Cette action ouvre la voie à un véritable procès par défaut (en l’absence) de Pinochet et de ses subordonnés car on estime une extradition peu probable. Plusieurs de ces militaires sont déjà en prison au Chili pour d’autres crimes contre l’humanité commis durant la dictature. Les avocats des militaires chiliens déclarent qu'ils ne reconnaissent pas la juridiction de tribunaux étrangers.

En 2002, l’instruction passe dans les mains de la juge Sophie-Hélène Château.
Le 13 septembre 2002, petit coup de théâtre. Un des militaires chiliens requis par la justice française, commet la même erreur que son chef Pinochet en 1998 : le général Luis Ramírez Pineda se rend en voyage d’agrément en Argentine. En raison de l’ordre de capture internationale émis par la justice française, il est arrêté à son hôtel à Buenos Aires.
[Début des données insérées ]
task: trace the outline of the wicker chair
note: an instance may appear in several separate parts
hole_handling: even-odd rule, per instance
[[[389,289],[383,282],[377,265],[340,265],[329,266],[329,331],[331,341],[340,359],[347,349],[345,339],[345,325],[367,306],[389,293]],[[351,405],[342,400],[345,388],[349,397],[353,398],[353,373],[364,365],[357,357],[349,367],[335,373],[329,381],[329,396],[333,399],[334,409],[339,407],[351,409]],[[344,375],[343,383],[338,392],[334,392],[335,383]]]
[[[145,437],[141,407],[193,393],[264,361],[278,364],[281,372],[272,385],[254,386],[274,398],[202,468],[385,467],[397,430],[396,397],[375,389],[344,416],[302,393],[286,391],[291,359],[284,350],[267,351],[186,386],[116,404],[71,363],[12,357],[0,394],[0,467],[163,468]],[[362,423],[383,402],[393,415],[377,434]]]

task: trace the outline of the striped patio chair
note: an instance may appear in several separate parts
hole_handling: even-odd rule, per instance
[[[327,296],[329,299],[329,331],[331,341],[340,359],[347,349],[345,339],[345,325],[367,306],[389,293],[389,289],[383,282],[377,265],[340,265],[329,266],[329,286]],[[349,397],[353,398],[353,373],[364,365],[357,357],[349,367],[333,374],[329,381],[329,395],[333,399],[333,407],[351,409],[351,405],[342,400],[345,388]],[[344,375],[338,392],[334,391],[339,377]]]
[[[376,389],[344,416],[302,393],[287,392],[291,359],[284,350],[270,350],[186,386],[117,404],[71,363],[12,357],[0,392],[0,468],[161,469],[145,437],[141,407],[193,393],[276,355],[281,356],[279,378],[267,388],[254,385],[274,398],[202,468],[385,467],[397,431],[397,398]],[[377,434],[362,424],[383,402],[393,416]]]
Panique au Chili. Pour empêcher son extradition vers la France et le ramener au pays, le Chili doit donner de bonnes raisons à l’Argentine. Ramírez Pineda est donc accusé de la disparition de vingt personnes du Palais présidentiel de La Moneda en 1973 et le Chili demande son extradition. L'Argentine est bien embarrassée : deux demandes d'extradition de deux pays différents pour le même prisonnier ! Finalement, privilégiant la nationalité de l’accusé plutôt que la chronologie des demandes, l’Argentine décide d'extrader le général Ramírez vers Santiago.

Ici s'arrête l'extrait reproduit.